Based on the related work discussed in the related work session, the research studies concluded that random forest, linear SVM, decision tree, and logistic regression outperformed the other machine learning algorithms. However, the best classifier model for COVID-19 fake news detection in this project is a gradient-boosting classifier. The imbalanced size of the project dataset is one of the reasons, because Glen mentioned that a gradient-boosting classifier is a better algorithm model for the imbalanced data [45]. Besides that, gradient boosting classifier is an ensemble model, which is a combination of multiple sets of decision trees that is able to produce better results than a single model [46].

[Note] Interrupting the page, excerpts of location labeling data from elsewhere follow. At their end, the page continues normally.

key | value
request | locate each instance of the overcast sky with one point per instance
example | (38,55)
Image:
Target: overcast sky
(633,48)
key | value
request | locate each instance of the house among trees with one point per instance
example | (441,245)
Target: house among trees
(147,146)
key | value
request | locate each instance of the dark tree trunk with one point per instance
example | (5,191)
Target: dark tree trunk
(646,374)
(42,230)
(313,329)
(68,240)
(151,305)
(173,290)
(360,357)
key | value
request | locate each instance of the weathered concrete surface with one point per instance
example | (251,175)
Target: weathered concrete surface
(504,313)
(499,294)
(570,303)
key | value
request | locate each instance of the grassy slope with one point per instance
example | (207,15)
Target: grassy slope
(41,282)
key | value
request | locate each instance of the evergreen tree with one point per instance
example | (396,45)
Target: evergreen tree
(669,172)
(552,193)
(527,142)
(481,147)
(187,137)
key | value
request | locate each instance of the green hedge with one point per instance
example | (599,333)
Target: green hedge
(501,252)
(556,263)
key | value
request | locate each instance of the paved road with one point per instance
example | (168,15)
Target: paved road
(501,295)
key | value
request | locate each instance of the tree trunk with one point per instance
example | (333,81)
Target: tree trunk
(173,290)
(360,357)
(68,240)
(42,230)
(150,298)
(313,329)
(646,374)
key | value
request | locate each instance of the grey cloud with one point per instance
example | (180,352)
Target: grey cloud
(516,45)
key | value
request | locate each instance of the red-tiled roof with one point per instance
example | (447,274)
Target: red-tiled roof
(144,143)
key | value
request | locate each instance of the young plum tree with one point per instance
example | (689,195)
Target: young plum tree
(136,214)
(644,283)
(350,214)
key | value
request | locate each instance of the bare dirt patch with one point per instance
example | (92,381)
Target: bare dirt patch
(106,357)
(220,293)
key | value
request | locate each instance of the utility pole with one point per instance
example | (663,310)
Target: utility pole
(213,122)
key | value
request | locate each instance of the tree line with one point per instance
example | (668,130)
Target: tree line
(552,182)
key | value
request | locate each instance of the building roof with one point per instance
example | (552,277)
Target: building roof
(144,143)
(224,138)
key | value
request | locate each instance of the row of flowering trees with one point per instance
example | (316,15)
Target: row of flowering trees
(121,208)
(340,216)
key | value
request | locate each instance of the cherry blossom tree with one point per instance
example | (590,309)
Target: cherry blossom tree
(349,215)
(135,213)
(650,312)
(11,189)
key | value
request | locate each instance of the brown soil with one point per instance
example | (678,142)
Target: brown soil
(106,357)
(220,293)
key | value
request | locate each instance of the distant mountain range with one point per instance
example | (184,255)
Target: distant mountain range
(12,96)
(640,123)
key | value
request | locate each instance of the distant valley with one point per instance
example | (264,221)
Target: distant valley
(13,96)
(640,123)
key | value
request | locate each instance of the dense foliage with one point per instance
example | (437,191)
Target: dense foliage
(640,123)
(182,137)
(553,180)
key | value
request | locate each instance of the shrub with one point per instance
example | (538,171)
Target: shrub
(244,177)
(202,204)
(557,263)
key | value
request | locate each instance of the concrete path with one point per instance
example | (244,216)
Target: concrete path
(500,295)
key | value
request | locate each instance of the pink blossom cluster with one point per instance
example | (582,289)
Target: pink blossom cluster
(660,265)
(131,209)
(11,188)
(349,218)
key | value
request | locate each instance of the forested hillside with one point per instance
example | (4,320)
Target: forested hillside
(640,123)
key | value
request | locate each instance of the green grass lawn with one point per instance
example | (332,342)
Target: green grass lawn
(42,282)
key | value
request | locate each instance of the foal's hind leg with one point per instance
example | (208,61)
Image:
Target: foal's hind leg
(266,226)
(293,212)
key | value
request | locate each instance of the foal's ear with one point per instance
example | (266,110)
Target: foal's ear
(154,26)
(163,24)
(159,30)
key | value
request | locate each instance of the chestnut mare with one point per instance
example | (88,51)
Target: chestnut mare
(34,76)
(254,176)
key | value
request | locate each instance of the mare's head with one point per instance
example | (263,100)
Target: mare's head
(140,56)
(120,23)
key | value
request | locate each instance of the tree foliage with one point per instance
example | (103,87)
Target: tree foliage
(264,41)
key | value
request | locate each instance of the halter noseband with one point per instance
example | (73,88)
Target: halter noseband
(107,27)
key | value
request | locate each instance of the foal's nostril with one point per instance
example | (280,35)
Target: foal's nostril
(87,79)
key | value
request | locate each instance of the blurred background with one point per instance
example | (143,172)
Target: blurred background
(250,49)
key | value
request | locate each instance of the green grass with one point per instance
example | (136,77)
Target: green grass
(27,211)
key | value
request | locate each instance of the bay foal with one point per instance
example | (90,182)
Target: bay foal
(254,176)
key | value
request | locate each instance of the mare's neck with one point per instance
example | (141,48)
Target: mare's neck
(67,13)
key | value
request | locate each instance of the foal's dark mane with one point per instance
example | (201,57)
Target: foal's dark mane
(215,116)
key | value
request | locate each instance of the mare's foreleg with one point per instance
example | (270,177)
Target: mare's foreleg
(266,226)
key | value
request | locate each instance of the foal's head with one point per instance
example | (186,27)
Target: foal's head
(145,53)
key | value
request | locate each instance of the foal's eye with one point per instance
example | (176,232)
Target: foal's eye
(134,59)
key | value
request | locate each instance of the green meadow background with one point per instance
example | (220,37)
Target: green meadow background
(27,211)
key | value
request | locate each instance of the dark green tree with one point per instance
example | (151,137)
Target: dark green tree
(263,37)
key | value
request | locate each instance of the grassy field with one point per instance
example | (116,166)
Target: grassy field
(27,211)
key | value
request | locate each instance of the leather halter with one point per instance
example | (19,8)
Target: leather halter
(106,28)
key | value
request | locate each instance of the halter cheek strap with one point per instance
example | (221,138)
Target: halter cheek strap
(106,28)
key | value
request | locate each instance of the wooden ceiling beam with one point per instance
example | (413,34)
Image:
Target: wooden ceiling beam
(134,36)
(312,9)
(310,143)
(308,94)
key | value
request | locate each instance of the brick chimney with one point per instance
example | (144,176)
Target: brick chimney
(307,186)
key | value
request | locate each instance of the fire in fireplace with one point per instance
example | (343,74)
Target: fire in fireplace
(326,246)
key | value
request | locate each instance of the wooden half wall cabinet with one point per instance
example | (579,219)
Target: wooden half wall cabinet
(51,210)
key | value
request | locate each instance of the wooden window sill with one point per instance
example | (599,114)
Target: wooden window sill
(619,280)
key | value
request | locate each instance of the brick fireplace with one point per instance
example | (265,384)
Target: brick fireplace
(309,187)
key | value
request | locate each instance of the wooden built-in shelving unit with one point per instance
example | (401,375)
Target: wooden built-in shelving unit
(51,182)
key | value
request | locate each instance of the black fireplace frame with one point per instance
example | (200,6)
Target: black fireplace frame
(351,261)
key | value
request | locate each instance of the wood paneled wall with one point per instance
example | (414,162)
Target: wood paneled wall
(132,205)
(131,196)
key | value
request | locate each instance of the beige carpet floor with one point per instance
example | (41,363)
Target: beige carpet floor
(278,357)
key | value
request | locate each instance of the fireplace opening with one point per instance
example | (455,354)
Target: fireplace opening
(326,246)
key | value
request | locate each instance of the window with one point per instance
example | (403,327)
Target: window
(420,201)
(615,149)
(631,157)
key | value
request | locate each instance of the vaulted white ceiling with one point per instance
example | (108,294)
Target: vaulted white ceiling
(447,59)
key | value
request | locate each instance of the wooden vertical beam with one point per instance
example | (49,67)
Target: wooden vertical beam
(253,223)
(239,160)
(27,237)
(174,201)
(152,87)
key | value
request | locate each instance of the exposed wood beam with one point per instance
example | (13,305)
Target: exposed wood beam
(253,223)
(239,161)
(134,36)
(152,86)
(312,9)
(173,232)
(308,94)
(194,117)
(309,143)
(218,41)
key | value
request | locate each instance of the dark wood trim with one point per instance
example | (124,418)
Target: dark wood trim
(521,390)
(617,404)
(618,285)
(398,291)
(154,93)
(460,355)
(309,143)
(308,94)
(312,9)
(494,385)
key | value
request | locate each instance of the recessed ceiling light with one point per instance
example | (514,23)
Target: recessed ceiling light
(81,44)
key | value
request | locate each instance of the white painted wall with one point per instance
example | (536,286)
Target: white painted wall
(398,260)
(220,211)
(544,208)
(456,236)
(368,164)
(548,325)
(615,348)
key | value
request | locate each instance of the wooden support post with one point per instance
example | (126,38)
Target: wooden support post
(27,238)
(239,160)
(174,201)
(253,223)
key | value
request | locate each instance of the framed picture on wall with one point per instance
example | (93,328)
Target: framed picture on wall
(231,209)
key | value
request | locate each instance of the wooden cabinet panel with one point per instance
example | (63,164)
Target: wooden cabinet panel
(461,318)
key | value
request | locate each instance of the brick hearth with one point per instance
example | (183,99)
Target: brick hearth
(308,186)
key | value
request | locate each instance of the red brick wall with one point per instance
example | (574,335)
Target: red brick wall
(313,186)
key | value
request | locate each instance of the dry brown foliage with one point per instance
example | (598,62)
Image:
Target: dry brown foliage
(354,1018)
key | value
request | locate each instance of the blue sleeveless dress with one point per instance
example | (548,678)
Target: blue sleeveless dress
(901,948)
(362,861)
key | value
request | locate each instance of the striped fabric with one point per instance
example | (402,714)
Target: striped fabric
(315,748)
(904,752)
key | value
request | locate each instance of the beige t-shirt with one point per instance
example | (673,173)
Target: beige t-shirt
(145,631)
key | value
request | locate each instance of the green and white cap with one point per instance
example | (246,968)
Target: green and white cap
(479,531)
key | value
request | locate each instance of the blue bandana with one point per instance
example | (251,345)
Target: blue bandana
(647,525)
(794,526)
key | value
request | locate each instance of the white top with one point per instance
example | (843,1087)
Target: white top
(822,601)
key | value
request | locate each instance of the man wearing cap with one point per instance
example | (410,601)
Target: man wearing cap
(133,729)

4.2. Best Model Evaluation

The best classifier model is the gradient-boosting algorithm model before applying SMOTE. The best parameters for a gradient-boosting classifier are a 0.15 learning rate, a maximum depth of 4, and 20 estimators. Based on Table 5, the training accuracy of the model is 88.19%, which does not deviate too much from the testing accuracy score, suggesting that this model is not overfitted. Based on Figure 5, the accuracy of the classification model is 74.36%, indicating that 116 labels are correctly classified out of 156 labels. Since 110 fake news stories are correctly categorized as predicted fake news, the precision of the fake news classification is 74.82%. According to Table 6 and Figure 6, the recall of the fake news classification is higher than the precision, which is 97.35%. The value of the F1-score of the gradient-boosting classifier is 84.61%, which is comparatively high.

5. Conclusion

This study is regarding COVID-19 fake news detection. Due to the data imbalance problem, SMOTE is used to overcome this problem by generating synthetic data in the training set. However, logistic regression, Naïve Bayes, and SVM are overfitted after applying SMOTE, and it is possible that this synthetic real news will be the reason for the model overfitting problem due to the multiple samples within the class of real news [41]. Therefore, due to overfitting problem and hyperparameter tuning, the gradient boosting classifier model before SMOTE is concluded to be the best classifier model for COVID-19 fake news detection, with the highest accuracy of 74.36% and an F1-score of 85%. This result can be supported by the articles written by Glen and Demir (n.d.), as they mentioned that gradient boosting classifier can not only deal with imbalanced data [45], but also produce an improved and better result than a single machine learning model [46]. In future studies, a combination of SMOTE and undersampling techniques, such as Tomek or Edited Nearest Neighbour (ENN), is suggested to be implemented to increase the effectiveness of handling data imbalance problems and as an alternative to solve the model overfitting problem in this study.

Data Availability

The data used in this study are collected and provided by the Malaysia Ministry of Communications and Multimedia Commission (MCMC). The data can be obtained from the website (https://www.sebenarnya.com).

Conflicts of Interest

The authors declare that they have no conflicts of interest regarding the publication of this study.

Acknowledgments

The authors are wishing to thank the Malaysia Ministry of Communications and Multimedia Commission (MCMC) for supporting this work by providing data. This research was supported by the School of Computer Sciences and School of Communication, Universiti Sains Malaysia and Malaysia Communications and Multimedia Commission (MCMC).